The appearance of the rebus is significant. Just as a high-level programming language abstracts away entire layers of nitty-gritty computational data that slows humans down, rebuses in the Chinese writing system abstract away the need to create an iconic or ideographic logogram to represent each concept. We can think of this in terms of layers of abstraction, too:
The sound pattern layer is an abstraction sitting on top of the concept layer, and the logogram layer sits on top of the sound pattern layer. The presence of the sound pattern layer between the logogram layer and the concept layer is what allows the logograms to be divorced from the concepts they ultimately signify. It allows all the signs in the chain to be purely arbitrary.
How would a reader differentiate 四 the number and 四 the body part, then? At first, there was no visual distinction made, and readers simply relied on context. This introduces a different difficulty — ambiguity — but that is mitigated by the fact that “four” is a far more common word in most languages than “nostrils” is.

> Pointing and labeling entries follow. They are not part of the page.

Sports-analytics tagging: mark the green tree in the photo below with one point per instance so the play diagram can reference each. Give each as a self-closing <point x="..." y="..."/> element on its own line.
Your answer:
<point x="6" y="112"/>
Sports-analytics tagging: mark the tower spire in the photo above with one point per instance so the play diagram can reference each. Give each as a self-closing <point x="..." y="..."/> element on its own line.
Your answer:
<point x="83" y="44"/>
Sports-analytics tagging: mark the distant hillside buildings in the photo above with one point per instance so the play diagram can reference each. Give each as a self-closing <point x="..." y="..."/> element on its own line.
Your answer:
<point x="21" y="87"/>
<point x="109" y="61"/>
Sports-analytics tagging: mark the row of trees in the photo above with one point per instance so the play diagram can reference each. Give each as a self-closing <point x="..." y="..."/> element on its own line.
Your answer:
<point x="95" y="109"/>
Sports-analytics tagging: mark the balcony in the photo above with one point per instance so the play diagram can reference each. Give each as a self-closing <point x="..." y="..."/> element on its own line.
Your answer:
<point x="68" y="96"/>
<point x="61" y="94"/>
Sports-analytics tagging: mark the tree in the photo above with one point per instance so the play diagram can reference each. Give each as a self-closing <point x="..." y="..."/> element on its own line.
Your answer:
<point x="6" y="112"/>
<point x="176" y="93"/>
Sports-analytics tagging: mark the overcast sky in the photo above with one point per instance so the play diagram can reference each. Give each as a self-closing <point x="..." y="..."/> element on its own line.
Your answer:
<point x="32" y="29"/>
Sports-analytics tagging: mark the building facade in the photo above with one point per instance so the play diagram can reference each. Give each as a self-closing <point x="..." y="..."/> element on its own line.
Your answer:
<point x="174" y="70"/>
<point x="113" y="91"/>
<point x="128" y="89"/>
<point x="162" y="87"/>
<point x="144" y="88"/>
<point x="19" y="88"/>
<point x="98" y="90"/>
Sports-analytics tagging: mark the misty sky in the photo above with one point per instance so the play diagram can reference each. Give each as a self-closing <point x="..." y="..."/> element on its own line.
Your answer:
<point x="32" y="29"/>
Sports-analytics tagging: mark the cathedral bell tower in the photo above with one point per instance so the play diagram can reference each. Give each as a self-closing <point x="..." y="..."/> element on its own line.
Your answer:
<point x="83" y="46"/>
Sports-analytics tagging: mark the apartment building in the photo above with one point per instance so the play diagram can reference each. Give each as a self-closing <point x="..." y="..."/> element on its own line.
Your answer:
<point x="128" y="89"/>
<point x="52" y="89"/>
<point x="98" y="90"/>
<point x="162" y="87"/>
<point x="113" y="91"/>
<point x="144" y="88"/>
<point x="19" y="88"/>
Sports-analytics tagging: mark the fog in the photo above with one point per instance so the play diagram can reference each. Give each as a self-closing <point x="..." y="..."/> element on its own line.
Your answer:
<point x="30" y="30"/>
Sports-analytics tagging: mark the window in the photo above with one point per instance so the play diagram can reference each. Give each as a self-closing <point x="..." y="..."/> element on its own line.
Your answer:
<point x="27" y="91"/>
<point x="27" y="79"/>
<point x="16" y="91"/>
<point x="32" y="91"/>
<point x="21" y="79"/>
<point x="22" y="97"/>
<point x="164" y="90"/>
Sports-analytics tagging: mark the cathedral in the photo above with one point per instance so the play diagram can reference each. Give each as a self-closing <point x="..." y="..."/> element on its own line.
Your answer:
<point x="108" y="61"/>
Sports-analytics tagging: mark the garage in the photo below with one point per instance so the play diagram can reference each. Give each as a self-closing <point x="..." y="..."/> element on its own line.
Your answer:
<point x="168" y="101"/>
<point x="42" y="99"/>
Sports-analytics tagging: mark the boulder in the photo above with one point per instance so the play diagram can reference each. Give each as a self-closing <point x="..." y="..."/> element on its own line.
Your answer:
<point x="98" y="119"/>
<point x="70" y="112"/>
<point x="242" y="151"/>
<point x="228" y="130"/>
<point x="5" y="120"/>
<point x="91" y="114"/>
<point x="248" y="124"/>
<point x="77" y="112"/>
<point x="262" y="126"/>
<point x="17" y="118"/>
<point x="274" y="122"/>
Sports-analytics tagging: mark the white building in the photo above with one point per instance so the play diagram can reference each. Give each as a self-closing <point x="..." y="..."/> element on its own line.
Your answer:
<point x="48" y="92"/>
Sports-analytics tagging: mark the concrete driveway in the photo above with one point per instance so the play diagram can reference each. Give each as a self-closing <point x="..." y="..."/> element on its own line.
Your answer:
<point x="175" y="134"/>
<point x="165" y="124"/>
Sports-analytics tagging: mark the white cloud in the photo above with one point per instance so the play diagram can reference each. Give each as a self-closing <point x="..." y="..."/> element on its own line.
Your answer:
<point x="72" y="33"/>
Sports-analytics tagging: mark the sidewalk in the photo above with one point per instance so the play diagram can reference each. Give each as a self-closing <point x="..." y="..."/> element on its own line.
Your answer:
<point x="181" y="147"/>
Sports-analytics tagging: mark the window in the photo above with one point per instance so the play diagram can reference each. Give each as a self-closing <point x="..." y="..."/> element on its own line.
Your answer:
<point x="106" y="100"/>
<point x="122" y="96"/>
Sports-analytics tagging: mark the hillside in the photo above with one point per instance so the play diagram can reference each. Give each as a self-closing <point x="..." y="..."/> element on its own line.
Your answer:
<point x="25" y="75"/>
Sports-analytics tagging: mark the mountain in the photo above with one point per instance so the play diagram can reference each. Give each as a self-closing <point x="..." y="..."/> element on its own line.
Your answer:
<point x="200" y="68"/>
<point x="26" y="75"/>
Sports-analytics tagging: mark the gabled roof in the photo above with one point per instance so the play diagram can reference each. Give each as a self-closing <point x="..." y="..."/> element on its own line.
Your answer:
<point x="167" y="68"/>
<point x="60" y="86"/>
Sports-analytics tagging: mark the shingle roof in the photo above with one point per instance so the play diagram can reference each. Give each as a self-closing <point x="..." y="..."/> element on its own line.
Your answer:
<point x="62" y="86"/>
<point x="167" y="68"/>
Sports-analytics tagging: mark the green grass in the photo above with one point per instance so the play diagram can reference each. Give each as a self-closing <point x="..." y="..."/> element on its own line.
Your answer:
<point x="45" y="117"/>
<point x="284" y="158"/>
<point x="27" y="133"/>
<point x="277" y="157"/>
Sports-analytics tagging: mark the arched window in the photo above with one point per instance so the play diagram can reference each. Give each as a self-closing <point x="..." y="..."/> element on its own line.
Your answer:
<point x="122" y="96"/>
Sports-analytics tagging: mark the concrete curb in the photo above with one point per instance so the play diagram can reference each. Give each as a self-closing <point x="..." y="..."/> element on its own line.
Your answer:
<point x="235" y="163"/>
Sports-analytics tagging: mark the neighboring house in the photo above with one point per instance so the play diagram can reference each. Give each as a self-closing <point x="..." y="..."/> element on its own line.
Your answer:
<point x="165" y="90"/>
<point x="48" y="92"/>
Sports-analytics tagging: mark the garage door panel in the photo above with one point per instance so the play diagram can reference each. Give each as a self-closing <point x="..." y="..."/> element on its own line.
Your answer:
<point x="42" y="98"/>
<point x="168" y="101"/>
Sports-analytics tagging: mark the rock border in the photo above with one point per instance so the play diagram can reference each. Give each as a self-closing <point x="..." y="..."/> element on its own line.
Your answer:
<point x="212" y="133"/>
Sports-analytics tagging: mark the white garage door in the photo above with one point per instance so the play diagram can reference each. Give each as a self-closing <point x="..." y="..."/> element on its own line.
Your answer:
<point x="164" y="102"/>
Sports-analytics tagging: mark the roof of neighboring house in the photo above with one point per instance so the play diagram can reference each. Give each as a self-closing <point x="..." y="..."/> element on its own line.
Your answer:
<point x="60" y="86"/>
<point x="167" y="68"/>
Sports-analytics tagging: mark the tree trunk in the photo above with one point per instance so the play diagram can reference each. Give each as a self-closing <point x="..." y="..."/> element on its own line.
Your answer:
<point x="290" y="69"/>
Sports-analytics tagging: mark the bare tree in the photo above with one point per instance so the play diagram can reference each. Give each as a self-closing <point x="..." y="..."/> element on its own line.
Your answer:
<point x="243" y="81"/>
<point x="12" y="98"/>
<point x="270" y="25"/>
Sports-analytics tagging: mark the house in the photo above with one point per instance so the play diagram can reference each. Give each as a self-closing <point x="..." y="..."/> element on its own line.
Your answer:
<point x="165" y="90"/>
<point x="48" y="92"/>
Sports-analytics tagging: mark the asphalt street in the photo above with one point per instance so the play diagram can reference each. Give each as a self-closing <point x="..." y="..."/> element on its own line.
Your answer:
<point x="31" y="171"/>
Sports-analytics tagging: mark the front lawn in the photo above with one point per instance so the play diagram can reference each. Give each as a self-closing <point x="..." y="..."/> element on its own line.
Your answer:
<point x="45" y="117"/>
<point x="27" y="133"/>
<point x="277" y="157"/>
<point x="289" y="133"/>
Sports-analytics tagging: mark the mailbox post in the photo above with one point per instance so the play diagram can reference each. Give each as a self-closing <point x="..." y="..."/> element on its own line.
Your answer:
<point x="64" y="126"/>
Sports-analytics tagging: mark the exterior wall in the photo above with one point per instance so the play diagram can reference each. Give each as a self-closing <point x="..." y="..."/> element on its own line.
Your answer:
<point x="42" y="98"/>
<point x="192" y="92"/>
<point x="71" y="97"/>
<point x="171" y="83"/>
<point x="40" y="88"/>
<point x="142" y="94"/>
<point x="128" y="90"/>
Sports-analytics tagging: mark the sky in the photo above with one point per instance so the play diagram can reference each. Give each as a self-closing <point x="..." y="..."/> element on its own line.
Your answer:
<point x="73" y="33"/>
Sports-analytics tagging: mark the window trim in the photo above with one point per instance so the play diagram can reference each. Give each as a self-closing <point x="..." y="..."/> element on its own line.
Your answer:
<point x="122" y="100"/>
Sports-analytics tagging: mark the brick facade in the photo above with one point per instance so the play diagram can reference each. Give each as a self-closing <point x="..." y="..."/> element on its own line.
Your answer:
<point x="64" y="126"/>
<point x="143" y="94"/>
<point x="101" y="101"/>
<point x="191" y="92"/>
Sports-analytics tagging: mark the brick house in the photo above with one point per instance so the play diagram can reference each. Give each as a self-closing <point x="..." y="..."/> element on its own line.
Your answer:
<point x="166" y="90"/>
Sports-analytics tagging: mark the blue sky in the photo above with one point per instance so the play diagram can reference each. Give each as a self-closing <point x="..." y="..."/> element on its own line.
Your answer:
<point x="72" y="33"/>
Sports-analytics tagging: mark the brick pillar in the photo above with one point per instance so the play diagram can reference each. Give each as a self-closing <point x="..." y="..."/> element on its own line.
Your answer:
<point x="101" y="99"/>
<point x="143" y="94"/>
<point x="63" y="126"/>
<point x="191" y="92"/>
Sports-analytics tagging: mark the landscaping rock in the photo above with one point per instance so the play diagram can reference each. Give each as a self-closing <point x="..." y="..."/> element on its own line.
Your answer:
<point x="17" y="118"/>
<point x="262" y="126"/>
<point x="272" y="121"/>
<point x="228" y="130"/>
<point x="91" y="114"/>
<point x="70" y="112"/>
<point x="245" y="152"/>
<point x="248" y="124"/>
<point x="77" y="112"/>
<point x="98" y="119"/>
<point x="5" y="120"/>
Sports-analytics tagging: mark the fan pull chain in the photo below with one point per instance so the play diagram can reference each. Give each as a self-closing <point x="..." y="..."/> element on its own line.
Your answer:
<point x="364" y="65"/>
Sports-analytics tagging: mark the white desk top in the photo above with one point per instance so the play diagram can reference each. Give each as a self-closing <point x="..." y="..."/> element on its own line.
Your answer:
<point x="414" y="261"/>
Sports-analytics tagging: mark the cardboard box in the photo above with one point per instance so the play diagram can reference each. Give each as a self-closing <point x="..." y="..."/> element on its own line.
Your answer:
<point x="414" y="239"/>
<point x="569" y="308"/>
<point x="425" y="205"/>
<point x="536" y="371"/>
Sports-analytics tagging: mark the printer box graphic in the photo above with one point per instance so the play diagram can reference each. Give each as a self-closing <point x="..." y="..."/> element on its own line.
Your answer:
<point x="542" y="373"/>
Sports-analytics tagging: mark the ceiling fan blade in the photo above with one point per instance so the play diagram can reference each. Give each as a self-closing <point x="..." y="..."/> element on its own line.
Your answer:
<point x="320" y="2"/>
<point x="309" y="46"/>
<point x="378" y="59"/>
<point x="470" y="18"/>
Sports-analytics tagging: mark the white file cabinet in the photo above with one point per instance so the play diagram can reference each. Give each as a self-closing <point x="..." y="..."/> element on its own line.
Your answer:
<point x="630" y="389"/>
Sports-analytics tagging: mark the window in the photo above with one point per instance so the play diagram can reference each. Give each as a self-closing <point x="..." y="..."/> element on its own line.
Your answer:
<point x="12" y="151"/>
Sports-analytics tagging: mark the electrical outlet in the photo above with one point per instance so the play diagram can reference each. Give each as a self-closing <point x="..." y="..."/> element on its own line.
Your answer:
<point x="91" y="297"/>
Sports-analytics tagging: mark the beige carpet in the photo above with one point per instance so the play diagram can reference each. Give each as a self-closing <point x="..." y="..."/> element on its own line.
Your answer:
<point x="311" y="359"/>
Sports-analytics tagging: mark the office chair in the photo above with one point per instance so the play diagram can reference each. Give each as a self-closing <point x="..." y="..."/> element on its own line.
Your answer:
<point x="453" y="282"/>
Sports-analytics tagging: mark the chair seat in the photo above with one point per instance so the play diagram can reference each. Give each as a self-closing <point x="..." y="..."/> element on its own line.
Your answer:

Over time, two things happened. One was that the word *hljids “nostrils” underwent semantic change and came to mean “mucus”. The other was that the association between 四 and “four” became so strong that when it was necessary to write “mucus”, writers started to disambiguate the logogram by adding 水, “water”, (氵in clerical and regular Chinese script) to the left of 四 to indicate the intended meaning of “mucus”. This created the logogram 泗, a modified rebus: the rebus signifies the sound pattern, and the modification (usually called the radical) indicates which of many possible concepts is intended. (Note that because of the rebus component, the resulting modified rebus is still an arbitrary sign.)
The average educated Mandarin speaker knows about 8,000 logograms, and the overwhelming majority of them are modified rebuses like the above. Interestingly, modern word processors have obviated the need to remember how to write all of them. People typing in Chinese type a romanised form of what they want to say, and a choice of logograms pops up; they only need to know how to recognise the logograms they want to use. Without regular handwriting, a phenomenon known as character amnesia occasionally surfaces, where the writer forgets how to write the logogram they meant to write. That’s not surprising, since the modern computer-based workflow effectively creates an alternative written layer, based on Mandarin’s relatively simple and constrained phonology, that competes with the expansive logographic system:
Writing is not a natural linguistic facility for humans. Children who grow up around language will learn to listen and speak, or to sign and understand sign language, but reading and writing have to be expressly taught. Somehow, the human brain can maintain a lexicon of tens of thousands of words in the form of sound patterns, but it cannot maintain a library of tens of thousands of separate written icons or symbols to represent those sound patterns. It has to reduce that written inventory to a few thousand at most, and even then vanishingly few writing systems have that many (remember, English has just 26).
Abstraction, which allows us to remove entire dimensions of temporarily irrelevant information, is what helps us do it.